チケットには、特定の属性が関連付けられています。たとえば、チケットには、新しい認証処理を行わなくても別のシステムで使用できる転送可能の属性があります。また、指定の日付まで有効にならない「遅延」の属性もあります。チケットをどのように使用できるかは、ポリシーによって設定されます (どのユーザーが、どのタイプのチケットの取得を許可されるかを指定する場合など)。ポリシーは、Kerberos サービスのインストールや管理の際に決定します。


注 -  資格チケットという用語は、頻繁に使用されます。広い意味の Kerberos では、これらの用語は同じ意味で使われることがありますが、技術的には資格は、チケットとそのセッションに対する「セッション鍵」からなります。この違いは、Kerberos 資格によってサービスへのアクセスが提供されるしくみでさらに詳細に説明されています。

次のセクションでは、Kerberos 認証プロセスについて詳細に説明します。

初期認証: チケット認可チケット (TGT)

Kerberos 認証には、すべての後続の認証を有効にする初期認証と、後続の認証自体の 2 つのフェーズがあります。

次の図では、初期認証の手順を示します。

図 4  Kerberos セッションの初期認証

image:クライアントは、まず KDC に TGT を要求し、次に KDC から受け取った TGT を復号化します。

  1. クライアント (ユーザー、または NFS などのサービス) は、KDC に TGT を要求して Kerberos セッションを開始します。ほとんどの場合、この要求はログイン時に自動的に実行されます。

    TGT は、ほかの特定のサービスのチケットを取得するために必要です。TGT は、パスポートに似ています。パスポートと同様に、チケット認可チケットはユーザーを識別し、ユーザーが多数の「ビザ」(チケット) を取得できるようにします。これらのチケットは、外国へのアクセスを許可する代わりに、ユーザーがリモートシステムやネットワークサービスにアクセスできるようにします。パスポートやビザと同様に、TGT などのチケットには有効期限があります。ただし、Kerberos コマンドは、ユーザーがパスポートを所有していることを通知し、ユーザーに代わってビザを取得します。ユーザー自身がトランザクションを実行する必要はありません。

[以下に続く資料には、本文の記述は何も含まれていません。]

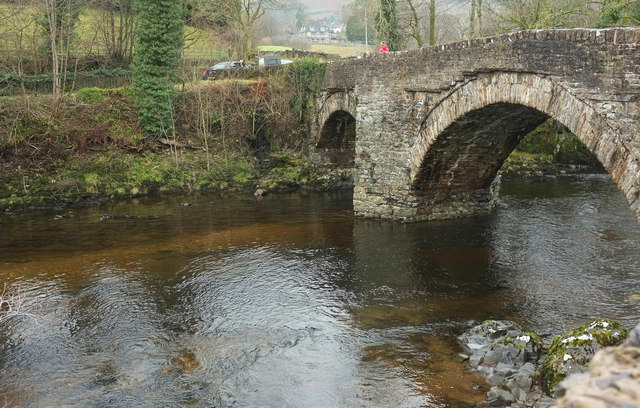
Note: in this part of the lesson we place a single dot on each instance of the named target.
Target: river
(288, 301)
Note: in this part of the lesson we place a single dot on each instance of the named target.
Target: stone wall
(434, 125)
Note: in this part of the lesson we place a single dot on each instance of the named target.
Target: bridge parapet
(434, 125)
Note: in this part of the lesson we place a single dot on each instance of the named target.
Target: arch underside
(337, 142)
(462, 163)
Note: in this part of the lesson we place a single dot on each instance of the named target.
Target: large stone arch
(453, 164)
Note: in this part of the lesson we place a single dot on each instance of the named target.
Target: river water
(288, 301)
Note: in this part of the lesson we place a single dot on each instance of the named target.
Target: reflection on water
(288, 301)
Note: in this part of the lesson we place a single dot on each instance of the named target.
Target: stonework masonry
(426, 131)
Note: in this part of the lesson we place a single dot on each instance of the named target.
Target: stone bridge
(426, 131)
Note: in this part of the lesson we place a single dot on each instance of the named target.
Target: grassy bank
(231, 135)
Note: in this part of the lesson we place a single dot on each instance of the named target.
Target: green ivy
(160, 37)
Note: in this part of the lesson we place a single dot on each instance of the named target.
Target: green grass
(342, 50)
(199, 44)
(273, 48)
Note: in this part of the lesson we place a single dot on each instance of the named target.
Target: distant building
(318, 32)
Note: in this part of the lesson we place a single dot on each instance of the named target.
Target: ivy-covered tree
(159, 40)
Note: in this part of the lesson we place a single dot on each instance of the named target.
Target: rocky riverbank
(524, 370)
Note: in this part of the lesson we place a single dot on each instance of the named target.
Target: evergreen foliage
(160, 36)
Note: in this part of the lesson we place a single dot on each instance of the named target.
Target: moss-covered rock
(572, 352)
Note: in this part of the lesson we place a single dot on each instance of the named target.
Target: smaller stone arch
(336, 146)
(335, 143)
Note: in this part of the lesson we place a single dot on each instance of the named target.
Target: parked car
(214, 71)
(271, 61)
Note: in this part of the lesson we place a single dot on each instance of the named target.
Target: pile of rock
(613, 379)
(507, 356)
(571, 353)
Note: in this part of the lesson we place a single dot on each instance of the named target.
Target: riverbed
(289, 301)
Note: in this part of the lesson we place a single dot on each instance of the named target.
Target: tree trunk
(432, 22)
(472, 20)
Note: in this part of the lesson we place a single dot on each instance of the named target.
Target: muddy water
(289, 301)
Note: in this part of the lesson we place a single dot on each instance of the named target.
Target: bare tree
(59, 20)
(17, 37)
(244, 16)
(536, 14)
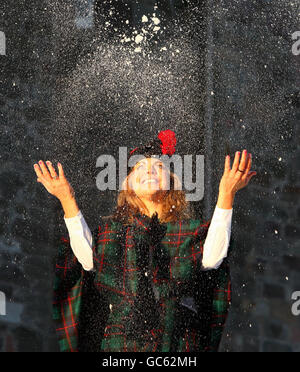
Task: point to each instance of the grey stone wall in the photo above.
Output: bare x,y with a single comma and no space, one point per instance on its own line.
255,106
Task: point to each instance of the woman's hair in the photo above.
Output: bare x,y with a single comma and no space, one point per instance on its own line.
175,205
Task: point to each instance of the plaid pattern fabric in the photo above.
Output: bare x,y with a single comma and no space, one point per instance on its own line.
192,304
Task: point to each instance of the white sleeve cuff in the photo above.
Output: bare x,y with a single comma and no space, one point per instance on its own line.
222,217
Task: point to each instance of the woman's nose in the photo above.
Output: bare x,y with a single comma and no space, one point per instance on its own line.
151,169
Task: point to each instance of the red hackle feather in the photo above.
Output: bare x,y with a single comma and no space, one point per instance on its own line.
168,140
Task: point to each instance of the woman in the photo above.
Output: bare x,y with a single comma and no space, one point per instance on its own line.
150,277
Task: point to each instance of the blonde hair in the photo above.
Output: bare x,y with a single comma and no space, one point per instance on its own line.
175,206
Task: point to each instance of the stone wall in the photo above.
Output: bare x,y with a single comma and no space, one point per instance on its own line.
256,107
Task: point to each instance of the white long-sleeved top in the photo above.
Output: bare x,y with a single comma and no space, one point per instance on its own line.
214,249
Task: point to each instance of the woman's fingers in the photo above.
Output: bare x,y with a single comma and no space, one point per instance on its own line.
227,164
52,170
236,162
240,164
61,171
38,171
44,169
248,167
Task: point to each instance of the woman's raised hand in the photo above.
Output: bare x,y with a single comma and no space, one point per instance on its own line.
55,184
239,175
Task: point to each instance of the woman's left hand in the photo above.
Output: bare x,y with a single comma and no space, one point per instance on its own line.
239,176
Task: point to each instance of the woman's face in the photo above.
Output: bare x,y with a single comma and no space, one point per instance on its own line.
148,176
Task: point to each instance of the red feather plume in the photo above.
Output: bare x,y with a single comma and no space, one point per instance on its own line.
168,140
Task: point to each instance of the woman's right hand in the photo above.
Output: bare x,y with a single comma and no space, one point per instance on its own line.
56,185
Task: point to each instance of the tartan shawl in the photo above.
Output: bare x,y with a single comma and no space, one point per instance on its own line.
98,310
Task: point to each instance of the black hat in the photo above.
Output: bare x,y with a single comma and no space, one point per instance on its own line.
163,144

    チケット認可チケットに類似した例として、4 つのスキー場で使える 3 日間のスキーパスを挙げます。ユーザーは、そのパスの期限が切れていないかぎり、行くと決めたどのリゾート地でもこのパスを見せ、そのリゾート地のリフトチケットを受け取ります。リフトチケットを入手したら、そのスキー場で好きなだけスキーをすることができます。次の日に別のリゾート地に行った場合は、またこのパスを見せ、その新しいリゾート地のリフトチケットを追加で受け取ります。違いは、Kerberos に基づくコマンドの場合は週末のスキーパスがあることに気付き、ユーザーに代わってリフトチケットを入手するため、ユーザーがこれらのトランザクションを自分で実行する必要がない点です。

  2. KDC は、チケット認可チケットを作成し、それを暗号化された形式でクライアントに戻します。クライアントは、自身のパスワードを使用して TGT を復号化します。

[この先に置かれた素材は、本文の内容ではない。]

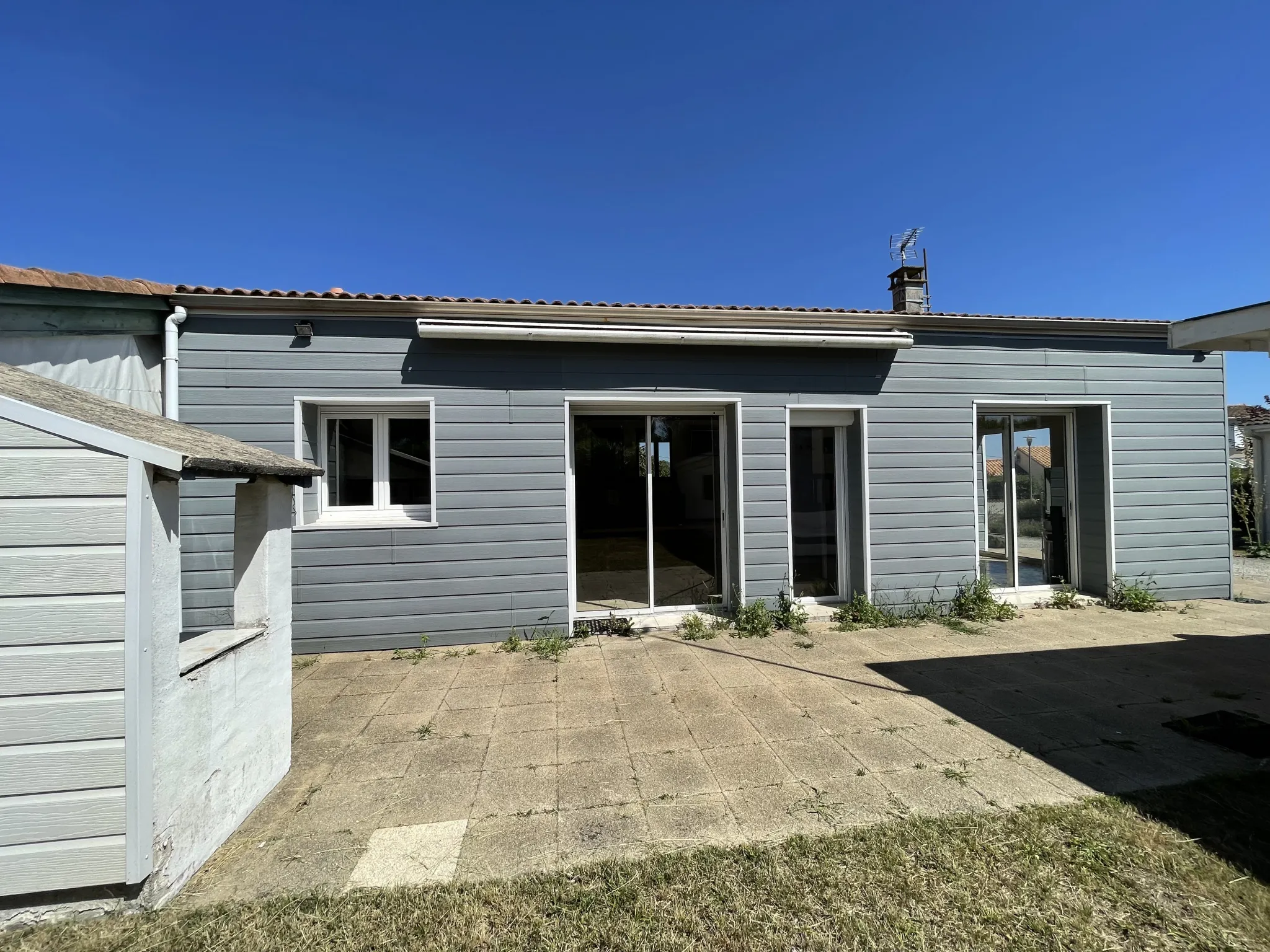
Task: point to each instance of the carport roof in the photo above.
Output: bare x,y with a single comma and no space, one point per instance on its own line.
115,427
1238,329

  3. これで有効なチケット認可チケットを取得できたため、クライアントはそのチケット認可チケットが有効であるかぎり、すべての種類のネットワーク操作 (nfsssh など) のチケットをリクエストできます。この TGT の有効期限は通常、数時間です。クライアントは一意のネットワーク操作を実行するたびに、TGT は KDC にその操作のチケットを要求します。

後続の Kerberos 認証

クライアントが初期認証を受け取ると、後続の認証はそれぞれ次の図のように実行されます。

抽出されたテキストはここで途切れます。